Federal Agencies Lay Out Contingency Plans for Possible Shutdown

WASHINGTON — As Congress continued to spar on Saturday over a stopgap spending measure to keep the government running, federal agencies made contingency plans for a potential shutdown.

Each cabinet-level department and federal agency was required to identify essential personnel and determine which operations would continue if no deal were reached by Tuesday, the first day of the new fiscal year.
Although huge parts of the federal bureaucracy could be forced to close, many government functions would continue.
Senior Pentagon officials said on Friday that the more than 1.3 million active military personnel would remain on duty during a shutdown but would probably not receive their paychecks until a spending agreement was reached. The service members and civilians who stay on the job would be categorized as essential to the protection of life and property and to national security.

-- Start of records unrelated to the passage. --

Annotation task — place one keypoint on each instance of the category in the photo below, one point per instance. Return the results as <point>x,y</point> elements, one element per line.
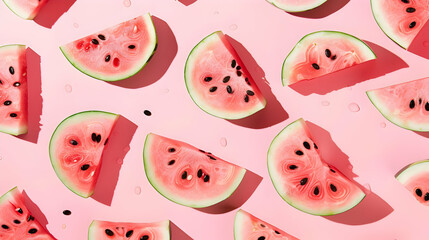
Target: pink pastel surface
<point>264,35</point>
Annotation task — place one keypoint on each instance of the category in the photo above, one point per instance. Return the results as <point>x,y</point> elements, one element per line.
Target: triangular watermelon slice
<point>76,149</point>
<point>247,227</point>
<point>16,221</point>
<point>13,90</point>
<point>114,53</point>
<point>303,179</point>
<point>405,104</point>
<point>187,175</point>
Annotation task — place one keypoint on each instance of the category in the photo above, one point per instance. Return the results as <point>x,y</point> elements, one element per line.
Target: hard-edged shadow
<point>246,188</point>
<point>273,113</point>
<point>177,233</point>
<point>326,9</point>
<point>52,11</point>
<point>386,62</point>
<point>114,153</point>
<point>160,61</point>
<point>34,84</point>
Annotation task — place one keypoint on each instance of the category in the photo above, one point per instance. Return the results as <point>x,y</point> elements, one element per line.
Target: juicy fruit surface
<point>218,81</point>
<point>76,149</point>
<point>247,226</point>
<point>13,89</point>
<point>401,20</point>
<point>303,179</point>
<point>115,53</point>
<point>405,104</point>
<point>187,175</point>
<point>16,220</point>
<point>321,53</point>
<point>99,230</point>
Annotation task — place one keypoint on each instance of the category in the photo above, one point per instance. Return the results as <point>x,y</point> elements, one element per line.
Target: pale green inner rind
<point>71,120</point>
<point>150,174</point>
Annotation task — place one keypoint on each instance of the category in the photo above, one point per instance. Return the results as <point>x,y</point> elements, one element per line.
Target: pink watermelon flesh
<point>16,220</point>
<point>247,226</point>
<point>76,149</point>
<point>187,175</point>
<point>26,9</point>
<point>405,104</point>
<point>13,89</point>
<point>321,53</point>
<point>114,53</point>
<point>401,20</point>
<point>99,230</point>
<point>303,179</point>
<point>218,81</point>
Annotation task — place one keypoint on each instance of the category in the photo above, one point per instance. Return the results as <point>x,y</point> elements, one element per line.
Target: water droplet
<point>353,107</point>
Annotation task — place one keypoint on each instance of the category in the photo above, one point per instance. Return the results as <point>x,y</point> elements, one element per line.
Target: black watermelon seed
<point>108,232</point>
<point>419,192</point>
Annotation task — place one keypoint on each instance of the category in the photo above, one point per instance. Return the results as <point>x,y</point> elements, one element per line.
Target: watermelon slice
<point>296,5</point>
<point>218,81</point>
<point>76,149</point>
<point>26,9</point>
<point>114,53</point>
<point>401,20</point>
<point>321,53</point>
<point>13,90</point>
<point>405,104</point>
<point>187,175</point>
<point>16,220</point>
<point>247,226</point>
<point>303,179</point>
<point>415,178</point>
<point>99,230</point>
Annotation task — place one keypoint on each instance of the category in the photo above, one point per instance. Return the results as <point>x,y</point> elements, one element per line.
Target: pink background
<point>264,35</point>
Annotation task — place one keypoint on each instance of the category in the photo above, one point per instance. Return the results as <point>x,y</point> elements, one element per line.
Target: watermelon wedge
<point>13,90</point>
<point>187,175</point>
<point>296,6</point>
<point>415,178</point>
<point>218,82</point>
<point>99,230</point>
<point>16,220</point>
<point>114,53</point>
<point>76,149</point>
<point>303,179</point>
<point>401,20</point>
<point>321,53</point>
<point>247,226</point>
<point>405,104</point>
<point>26,9</point>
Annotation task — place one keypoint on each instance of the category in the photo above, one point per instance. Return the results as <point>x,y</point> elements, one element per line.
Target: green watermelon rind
<point>81,115</point>
<point>327,213</point>
<point>134,71</point>
<point>158,188</point>
<point>369,51</point>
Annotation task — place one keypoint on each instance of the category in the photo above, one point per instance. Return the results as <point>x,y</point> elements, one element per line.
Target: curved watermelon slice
<point>405,104</point>
<point>303,179</point>
<point>16,220</point>
<point>416,178</point>
<point>296,5</point>
<point>99,230</point>
<point>218,82</point>
<point>247,226</point>
<point>401,20</point>
<point>26,9</point>
<point>76,149</point>
<point>114,53</point>
<point>13,90</point>
<point>321,53</point>
<point>187,175</point>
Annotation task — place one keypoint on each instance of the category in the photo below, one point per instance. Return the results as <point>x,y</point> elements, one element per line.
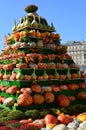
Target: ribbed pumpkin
<point>25,99</point>
<point>63,100</point>
<point>38,99</point>
<point>50,119</point>
<point>49,97</point>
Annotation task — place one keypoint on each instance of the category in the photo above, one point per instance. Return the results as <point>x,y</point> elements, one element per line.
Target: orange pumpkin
<point>62,76</point>
<point>36,88</point>
<point>74,75</point>
<point>49,97</point>
<point>63,100</point>
<point>55,88</point>
<point>64,119</point>
<point>50,119</point>
<point>73,86</point>
<point>25,99</point>
<point>38,99</point>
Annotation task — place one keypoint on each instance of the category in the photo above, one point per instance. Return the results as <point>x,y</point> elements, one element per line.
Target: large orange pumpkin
<point>38,99</point>
<point>49,97</point>
<point>63,100</point>
<point>25,99</point>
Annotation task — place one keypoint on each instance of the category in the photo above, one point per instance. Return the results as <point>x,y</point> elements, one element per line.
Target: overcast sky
<point>68,16</point>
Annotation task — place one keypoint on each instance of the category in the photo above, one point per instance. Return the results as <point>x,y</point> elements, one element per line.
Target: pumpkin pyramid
<point>35,70</point>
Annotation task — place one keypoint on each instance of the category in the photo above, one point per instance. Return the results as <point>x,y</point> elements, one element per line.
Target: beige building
<point>77,49</point>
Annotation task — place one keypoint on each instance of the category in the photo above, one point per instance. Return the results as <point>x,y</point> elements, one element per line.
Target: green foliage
<point>34,114</point>
<point>3,119</point>
<point>71,110</point>
<point>4,112</point>
<point>14,125</point>
<point>16,115</point>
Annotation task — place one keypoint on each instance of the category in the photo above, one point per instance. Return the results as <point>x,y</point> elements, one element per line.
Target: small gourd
<point>68,75</point>
<point>19,75</point>
<point>33,75</point>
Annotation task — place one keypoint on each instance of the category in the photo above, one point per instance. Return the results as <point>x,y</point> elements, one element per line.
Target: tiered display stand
<point>35,70</point>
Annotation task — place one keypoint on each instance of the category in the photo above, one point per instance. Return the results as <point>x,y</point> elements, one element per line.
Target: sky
<point>68,17</point>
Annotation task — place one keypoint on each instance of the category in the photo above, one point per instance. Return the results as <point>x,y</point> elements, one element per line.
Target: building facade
<point>78,52</point>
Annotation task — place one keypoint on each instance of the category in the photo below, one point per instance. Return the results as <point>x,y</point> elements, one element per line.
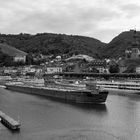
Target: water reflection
<point>44,118</point>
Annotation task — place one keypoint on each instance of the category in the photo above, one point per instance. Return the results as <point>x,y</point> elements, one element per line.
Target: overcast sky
<point>101,19</point>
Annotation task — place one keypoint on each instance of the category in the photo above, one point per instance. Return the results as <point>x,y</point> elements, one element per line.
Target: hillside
<point>10,51</point>
<point>47,43</point>
<point>119,44</point>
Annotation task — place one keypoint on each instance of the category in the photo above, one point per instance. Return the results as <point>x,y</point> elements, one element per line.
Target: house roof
<point>11,51</point>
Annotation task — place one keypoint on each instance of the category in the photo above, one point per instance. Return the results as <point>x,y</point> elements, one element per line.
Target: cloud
<point>131,10</point>
<point>95,18</point>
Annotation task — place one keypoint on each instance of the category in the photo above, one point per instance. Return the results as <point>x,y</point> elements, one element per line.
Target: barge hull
<point>68,96</point>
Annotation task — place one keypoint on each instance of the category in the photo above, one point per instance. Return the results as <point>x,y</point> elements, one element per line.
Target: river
<point>43,119</point>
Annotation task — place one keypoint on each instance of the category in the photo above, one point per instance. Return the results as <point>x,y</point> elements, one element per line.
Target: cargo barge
<point>9,122</point>
<point>69,92</point>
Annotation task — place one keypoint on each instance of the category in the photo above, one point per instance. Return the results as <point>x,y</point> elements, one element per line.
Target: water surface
<point>44,119</point>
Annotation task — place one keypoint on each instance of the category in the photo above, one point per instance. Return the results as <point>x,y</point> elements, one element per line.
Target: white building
<point>52,69</point>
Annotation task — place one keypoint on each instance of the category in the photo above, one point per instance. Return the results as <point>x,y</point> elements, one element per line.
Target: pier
<point>9,122</point>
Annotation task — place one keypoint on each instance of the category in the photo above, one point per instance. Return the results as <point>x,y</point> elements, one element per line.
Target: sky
<point>100,19</point>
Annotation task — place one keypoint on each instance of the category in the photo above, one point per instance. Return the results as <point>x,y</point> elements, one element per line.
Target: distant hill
<point>48,43</point>
<point>10,51</point>
<point>116,48</point>
<point>58,44</point>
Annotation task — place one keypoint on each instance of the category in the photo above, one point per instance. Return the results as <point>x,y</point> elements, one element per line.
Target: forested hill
<point>116,48</point>
<point>48,43</point>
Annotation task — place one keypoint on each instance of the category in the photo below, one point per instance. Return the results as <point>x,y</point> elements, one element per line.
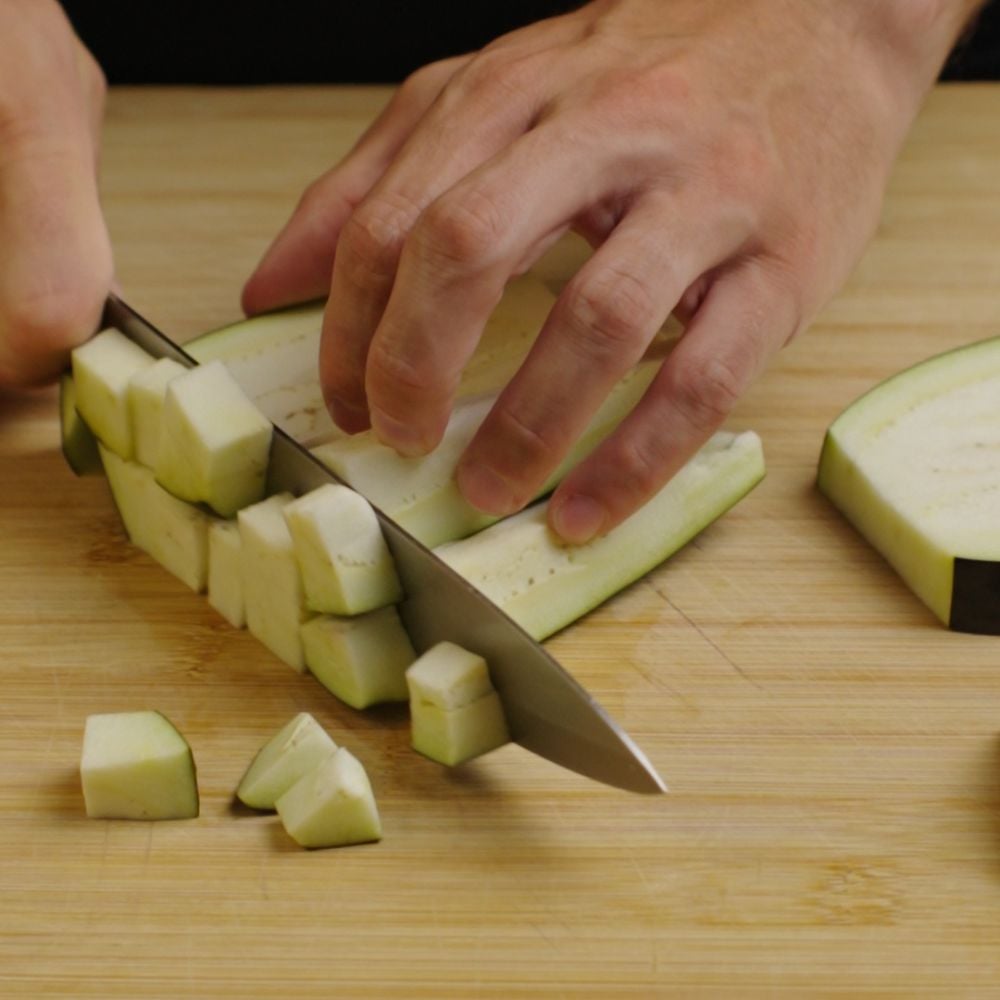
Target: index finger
<point>452,271</point>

About half of the Defense Department’s approximately 800,000 civilian employees would be furloughed without pay.
There is little question that troops deployed to Afghanistan would continue their missions, as would warships now off the coast of Syria to pressure President Bashar al-Assad’s government to adhere to a plan to surrender its chemical weapons stockpile.
Documents released on Friday by the Pentagon listed essential duties that would be carried out during a government shutdown, including recruitment, intelligence and surveillance, fire protection, counseling and other services for sexual assault victims, operations of mortuary facilities for fallen service members, and a broad range of medical care.
The military is one of several departments whose employees are considered essential for national security purposes. The Department of Homeland Security, which comprises organizations like the Secret Service, Customs and Border Protection and the Federal Emergency Management Agency, would have to furlough roughly 14 percent of its employees, far lower than many other cabinet-level agencies.
Nearly all of the F.B.I.’s roughly 16,000 agents and analysts at its headquarters and its 56 field offices across the country would continue to work because they are considered essential to protecting the country. “Nonessential” employees like carpenters and dock employees who unload shipments would be told to stay home.